Payment of the applicable Redemption Prices will be made on or after the applicable Redemption Dates only upon presentation and surrender of the Notes to the Trustees, and the Trustees will determine which portions of the Notes will be redeemed. On the applicable Redemption Date, the applicable Redemption Prices will become due and payable on the relevant Notes and, unless Bristol Myers Squibb or Celgene, as the case may be, defaults in the payment of such Redemption Prices, interest on such Notes will cease to accrue on and after the applicable Redemption Date. Bristol Myers Squibb and Celgene will use cash on hand to finance the redemption of the Notes at the Redemption Prices. Following the early settlement of the previously announced tender offers and the settlement of the "make whole" redemptions described above, Bristol Myers Squibb will have purchased approximately $4.0 billion in aggregate purchase price for its debt securities as previously disclosed.

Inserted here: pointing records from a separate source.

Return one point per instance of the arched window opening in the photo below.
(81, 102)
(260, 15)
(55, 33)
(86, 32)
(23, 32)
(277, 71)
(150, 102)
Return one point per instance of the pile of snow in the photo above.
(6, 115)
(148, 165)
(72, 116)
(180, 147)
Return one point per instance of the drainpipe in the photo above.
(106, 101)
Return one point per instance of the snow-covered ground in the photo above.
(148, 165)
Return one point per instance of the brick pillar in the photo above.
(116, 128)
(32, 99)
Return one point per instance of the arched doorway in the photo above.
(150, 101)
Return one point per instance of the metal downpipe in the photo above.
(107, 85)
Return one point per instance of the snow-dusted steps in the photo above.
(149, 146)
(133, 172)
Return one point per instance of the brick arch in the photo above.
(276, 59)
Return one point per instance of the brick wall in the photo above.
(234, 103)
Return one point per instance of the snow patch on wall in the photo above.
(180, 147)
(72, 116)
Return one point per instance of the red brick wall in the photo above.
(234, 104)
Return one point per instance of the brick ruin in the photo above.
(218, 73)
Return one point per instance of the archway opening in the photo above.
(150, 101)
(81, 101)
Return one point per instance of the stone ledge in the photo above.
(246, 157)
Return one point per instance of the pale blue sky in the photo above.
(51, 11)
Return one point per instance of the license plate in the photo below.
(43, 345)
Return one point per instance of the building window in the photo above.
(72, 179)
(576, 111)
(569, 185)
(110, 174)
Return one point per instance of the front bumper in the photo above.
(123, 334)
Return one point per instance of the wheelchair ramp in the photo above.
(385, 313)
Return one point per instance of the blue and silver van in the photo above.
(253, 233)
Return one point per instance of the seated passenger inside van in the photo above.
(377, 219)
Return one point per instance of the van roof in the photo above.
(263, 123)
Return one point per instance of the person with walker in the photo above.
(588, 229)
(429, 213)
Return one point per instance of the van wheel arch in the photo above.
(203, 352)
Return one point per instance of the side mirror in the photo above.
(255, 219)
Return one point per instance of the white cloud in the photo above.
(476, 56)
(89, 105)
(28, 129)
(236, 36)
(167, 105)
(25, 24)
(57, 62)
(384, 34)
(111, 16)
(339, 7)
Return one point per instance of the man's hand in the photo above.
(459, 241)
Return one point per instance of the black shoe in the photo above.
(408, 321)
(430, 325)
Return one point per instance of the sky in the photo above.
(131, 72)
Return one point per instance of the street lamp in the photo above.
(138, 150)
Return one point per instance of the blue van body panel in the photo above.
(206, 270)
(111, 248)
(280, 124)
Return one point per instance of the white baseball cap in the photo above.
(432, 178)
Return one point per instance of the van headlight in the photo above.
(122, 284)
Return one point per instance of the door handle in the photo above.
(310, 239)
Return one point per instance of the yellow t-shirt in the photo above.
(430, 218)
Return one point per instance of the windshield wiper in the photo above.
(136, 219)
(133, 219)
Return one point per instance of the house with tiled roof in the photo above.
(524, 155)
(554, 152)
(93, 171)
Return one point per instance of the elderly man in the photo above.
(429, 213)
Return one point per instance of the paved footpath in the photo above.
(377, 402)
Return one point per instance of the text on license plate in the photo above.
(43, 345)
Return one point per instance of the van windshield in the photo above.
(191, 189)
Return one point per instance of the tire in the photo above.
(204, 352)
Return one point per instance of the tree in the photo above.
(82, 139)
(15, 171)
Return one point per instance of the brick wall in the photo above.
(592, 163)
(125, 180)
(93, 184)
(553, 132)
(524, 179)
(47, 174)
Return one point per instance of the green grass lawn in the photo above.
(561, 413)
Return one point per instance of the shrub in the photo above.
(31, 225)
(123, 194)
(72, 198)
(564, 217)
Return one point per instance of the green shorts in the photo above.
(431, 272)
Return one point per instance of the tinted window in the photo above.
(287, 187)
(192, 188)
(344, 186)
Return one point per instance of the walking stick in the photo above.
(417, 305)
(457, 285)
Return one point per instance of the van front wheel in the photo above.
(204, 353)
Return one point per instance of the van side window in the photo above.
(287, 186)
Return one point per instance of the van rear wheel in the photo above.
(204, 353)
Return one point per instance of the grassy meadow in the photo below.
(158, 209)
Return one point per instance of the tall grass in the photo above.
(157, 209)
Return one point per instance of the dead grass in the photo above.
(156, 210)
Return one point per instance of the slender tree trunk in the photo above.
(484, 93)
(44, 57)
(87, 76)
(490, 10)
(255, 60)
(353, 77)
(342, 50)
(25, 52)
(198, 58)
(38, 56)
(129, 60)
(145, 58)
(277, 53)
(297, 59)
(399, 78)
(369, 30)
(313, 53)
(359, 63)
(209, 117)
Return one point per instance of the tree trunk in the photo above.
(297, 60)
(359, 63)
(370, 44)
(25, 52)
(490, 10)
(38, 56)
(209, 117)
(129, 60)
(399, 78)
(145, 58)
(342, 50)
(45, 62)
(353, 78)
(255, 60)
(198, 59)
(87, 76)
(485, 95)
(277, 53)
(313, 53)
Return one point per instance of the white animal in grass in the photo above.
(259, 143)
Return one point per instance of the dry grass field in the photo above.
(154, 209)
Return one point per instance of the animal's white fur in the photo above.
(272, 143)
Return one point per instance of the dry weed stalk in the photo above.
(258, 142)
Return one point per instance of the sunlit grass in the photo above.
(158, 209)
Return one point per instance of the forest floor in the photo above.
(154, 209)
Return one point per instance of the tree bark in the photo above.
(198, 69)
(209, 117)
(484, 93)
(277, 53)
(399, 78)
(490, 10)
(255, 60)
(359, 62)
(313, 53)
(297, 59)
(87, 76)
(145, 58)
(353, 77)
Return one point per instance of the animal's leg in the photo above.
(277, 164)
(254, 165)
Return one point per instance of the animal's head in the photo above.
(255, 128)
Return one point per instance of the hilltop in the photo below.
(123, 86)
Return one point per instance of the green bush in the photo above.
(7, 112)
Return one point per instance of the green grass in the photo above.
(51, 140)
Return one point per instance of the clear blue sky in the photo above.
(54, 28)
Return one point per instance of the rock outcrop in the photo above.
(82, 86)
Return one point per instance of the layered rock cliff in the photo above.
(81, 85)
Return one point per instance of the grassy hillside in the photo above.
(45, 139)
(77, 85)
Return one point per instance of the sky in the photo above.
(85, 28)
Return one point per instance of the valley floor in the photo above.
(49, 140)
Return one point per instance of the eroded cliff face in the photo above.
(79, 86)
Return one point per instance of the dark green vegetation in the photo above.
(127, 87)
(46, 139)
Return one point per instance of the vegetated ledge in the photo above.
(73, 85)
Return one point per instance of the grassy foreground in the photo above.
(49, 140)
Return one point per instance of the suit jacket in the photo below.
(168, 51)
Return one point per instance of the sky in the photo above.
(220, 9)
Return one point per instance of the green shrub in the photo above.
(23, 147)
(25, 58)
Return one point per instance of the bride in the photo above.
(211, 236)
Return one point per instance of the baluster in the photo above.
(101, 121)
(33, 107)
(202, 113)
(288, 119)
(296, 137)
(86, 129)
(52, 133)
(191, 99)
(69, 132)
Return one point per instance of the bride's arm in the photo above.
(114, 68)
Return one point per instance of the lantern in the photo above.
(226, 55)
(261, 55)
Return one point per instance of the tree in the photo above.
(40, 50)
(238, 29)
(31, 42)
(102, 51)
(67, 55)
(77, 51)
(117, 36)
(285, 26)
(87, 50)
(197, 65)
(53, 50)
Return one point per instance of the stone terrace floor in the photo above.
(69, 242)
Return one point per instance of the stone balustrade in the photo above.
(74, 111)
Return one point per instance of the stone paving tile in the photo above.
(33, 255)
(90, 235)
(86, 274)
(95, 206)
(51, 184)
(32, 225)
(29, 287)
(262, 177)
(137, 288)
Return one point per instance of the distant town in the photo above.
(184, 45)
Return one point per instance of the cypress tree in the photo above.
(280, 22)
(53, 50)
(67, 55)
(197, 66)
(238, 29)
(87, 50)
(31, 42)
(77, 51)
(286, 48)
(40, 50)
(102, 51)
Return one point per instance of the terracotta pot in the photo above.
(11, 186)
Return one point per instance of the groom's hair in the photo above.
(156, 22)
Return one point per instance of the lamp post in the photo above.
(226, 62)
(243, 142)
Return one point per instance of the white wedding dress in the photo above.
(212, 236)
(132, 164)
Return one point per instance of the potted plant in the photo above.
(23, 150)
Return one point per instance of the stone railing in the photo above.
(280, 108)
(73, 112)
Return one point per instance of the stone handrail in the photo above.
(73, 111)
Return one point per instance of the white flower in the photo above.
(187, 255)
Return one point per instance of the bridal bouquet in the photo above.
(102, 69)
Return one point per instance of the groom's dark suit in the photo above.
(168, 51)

This announcement is neither an offer to sell nor a solicitation to buy any security and shall not constitute an offer, solicitation, or sale in any jurisdiction in which an offer, solicitation, or sale would be unlawful. The details concerning the terms and conditions of the redemptions are fully described in the notices of redemption distributed to registered holders of the Notes. Beneficial holders with any questions about the redemptions should contact their respective brokerage firm or financial institution. This announcement does not form part of the notices of redemption or otherwise constitute a notice of redemption with respect to either the BMS Notes or the Celgene Notes and is qualified in its entirety by reference to the notices of redemption issued by Bristol Myers Squibb and Celgene concerning the Notes.

This communication is not being made by, and has not been approved by, an authorized person for the purposes of Section 21 of the Financial Services and Markets Act 2000, as amended (the "FSMA)". Accordingly, this communication is not being distributed to, and must not be passed on to, persons within the United Kingdom save in circumstances where section 21(1) of the FSMA does not apply.

In particular, this communication is only addressed to and directed at: (A) in any Member State of the European Economic Area, qualified investors in that Member State within the meaning of the Prospectus Regulation and (B) (i) persons that are outside the United Kingdom or (ii) persons in the United Kingdom falling within the definition of investment professionals (as defined in Article 19(5) of the Financial Services and Markets Act 2000 (Financial Promotion) Order 2005, as amended (the "Financial Promotion Order")) or within Article 43 of the Financial Promotion Order, or to other persons to whom it may otherwise lawfully be communicated under the Financial Promotion Order.